Naturally I stayed totally calm as the oscillating spray gave my flip flops, feet and ankles a good scrub… high decibel screaming, hysterically laughing and yelling for help as my hands desperately searched the walls pleading for some kind of button or escape hatch.  Suddenly the door released with an air brakes hiss and beams of glorious light streamed in like angels from heaven.  I was dripping wet, embarrassed and  disoriented but I had very clean feet. Not exactly the bidet experience the French are famous for.

photo

Biarritz, Grand Beach

The group of teenaged surfer kids who had gathered on the boardwalk seemed to think this was all very amusing. Glad I could make their first day of school so entertaining.  Whew…this called for a beachside lunch, some frolicking in the surf and later, several glasses of delicious local red to help forget the shame of it all.

Love from Biarritz, where the toilets can be more dangerous than the epic surf.

 

x Tara

 

9 Comments

  1. That is hysterical!
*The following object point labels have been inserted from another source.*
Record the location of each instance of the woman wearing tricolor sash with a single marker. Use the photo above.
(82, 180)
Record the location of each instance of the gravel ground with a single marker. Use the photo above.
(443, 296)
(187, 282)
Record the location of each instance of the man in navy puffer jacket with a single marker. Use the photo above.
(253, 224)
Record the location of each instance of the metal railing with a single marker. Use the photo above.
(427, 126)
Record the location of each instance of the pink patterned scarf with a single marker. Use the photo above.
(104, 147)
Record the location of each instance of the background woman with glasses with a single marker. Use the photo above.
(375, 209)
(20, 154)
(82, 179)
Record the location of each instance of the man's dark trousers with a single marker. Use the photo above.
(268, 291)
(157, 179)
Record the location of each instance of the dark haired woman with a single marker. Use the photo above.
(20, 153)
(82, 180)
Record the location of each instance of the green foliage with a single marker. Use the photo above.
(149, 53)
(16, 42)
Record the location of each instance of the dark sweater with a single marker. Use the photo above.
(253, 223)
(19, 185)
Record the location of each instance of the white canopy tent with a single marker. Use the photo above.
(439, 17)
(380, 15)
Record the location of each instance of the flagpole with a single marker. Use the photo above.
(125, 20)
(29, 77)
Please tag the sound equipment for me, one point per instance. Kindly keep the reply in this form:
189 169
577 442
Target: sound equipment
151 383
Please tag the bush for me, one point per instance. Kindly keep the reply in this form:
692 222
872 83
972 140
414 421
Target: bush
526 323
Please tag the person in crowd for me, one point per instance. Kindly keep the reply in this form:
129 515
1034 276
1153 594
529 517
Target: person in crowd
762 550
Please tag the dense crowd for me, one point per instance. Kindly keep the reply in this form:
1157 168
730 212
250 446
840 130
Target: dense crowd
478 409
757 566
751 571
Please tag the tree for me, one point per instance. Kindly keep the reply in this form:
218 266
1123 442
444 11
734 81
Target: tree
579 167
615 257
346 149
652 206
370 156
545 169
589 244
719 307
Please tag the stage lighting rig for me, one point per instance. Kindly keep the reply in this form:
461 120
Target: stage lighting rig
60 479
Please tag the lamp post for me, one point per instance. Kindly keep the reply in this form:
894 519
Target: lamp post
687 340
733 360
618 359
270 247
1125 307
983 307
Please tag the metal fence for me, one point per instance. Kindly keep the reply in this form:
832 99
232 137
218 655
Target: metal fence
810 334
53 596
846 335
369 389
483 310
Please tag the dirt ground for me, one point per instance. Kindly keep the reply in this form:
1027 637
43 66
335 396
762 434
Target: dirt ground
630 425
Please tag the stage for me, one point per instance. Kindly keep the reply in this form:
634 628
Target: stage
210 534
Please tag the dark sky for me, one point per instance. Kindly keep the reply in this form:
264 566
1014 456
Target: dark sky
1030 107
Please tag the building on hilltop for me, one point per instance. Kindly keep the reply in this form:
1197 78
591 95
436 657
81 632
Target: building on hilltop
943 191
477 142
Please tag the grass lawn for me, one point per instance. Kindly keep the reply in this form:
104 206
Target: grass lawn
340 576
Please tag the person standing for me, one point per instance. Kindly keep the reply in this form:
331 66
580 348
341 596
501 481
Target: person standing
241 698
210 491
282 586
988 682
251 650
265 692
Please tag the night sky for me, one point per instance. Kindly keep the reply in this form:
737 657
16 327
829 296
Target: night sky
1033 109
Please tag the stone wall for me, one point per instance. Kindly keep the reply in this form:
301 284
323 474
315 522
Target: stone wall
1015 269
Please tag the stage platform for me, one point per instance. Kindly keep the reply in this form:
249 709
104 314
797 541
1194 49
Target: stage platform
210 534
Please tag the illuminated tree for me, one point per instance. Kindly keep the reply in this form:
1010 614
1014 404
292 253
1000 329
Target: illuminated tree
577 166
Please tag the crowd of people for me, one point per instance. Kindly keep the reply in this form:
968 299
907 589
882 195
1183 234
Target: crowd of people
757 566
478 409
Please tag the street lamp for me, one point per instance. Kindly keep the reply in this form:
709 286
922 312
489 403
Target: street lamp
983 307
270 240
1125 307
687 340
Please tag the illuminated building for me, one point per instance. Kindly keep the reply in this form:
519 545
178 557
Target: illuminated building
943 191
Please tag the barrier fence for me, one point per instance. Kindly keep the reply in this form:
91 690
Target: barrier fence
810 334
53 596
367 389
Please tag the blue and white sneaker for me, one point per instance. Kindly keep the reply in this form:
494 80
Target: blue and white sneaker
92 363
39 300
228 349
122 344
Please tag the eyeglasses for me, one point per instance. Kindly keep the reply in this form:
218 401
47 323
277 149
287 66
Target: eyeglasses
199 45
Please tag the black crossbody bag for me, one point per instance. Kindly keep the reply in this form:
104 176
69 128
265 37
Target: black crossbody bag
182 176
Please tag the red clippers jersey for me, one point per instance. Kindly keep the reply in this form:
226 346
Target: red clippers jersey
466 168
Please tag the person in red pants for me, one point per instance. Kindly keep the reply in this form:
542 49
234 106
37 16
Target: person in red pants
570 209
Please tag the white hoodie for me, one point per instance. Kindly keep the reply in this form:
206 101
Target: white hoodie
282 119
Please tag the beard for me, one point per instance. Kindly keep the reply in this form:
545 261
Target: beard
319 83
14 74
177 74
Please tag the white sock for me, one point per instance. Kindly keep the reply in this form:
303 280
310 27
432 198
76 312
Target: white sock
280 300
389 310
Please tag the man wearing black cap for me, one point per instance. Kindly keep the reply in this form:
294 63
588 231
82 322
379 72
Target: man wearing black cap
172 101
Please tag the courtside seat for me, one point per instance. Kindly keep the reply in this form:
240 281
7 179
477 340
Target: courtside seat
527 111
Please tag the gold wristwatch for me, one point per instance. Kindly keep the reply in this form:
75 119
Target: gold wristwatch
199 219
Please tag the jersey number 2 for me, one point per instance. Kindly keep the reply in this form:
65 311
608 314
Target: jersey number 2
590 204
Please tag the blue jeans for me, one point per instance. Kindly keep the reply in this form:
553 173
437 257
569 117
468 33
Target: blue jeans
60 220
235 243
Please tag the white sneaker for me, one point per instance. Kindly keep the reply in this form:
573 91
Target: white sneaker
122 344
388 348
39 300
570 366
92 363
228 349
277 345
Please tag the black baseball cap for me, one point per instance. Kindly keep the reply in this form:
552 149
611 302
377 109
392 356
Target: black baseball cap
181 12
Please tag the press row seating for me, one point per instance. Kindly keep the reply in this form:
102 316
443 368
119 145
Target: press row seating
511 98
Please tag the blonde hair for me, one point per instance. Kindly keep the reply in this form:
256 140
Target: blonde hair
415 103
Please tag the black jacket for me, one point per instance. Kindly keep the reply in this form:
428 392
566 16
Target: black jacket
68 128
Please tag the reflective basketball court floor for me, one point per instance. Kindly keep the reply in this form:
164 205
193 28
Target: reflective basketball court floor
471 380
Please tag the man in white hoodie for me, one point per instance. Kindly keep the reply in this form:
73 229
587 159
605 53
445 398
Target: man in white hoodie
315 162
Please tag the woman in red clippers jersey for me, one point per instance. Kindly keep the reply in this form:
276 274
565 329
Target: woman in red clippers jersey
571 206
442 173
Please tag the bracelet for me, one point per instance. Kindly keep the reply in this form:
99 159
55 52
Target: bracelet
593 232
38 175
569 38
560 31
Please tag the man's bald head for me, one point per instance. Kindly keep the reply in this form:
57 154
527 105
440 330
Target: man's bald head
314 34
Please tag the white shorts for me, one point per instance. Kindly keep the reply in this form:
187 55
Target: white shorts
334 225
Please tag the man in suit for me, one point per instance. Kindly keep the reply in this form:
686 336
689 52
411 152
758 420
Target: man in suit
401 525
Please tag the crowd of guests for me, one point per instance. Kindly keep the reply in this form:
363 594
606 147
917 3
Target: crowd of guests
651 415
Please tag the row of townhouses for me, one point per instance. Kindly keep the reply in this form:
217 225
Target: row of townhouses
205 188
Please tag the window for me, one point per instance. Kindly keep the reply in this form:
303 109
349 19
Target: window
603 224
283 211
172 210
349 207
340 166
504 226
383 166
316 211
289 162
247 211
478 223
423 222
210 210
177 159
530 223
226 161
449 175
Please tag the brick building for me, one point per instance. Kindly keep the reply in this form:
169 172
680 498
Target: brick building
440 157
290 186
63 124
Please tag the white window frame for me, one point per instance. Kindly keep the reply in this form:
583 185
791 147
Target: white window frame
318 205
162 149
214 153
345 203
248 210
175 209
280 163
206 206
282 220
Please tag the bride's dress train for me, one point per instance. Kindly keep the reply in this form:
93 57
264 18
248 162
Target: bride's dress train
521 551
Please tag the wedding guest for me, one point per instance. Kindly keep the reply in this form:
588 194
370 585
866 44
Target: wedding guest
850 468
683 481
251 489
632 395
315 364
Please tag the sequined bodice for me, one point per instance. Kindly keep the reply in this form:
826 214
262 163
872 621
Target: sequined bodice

Something similar happened to a pal of mine in Ireland – we thought we had lost her for good and were quite pleased about the idea of an Irish wake when she popped back out. Interesting . . .

  2. Birgit

    I haven’t had such a good belly laugh (albeit at your expense) in far too long. I really should have read it to myself before reading it aloud to my husband. I could barely stutter it out between gaffaws. We came across one of these curious pods at the base of Alpes d’huez. Ingenious but only for the intrepid first time user.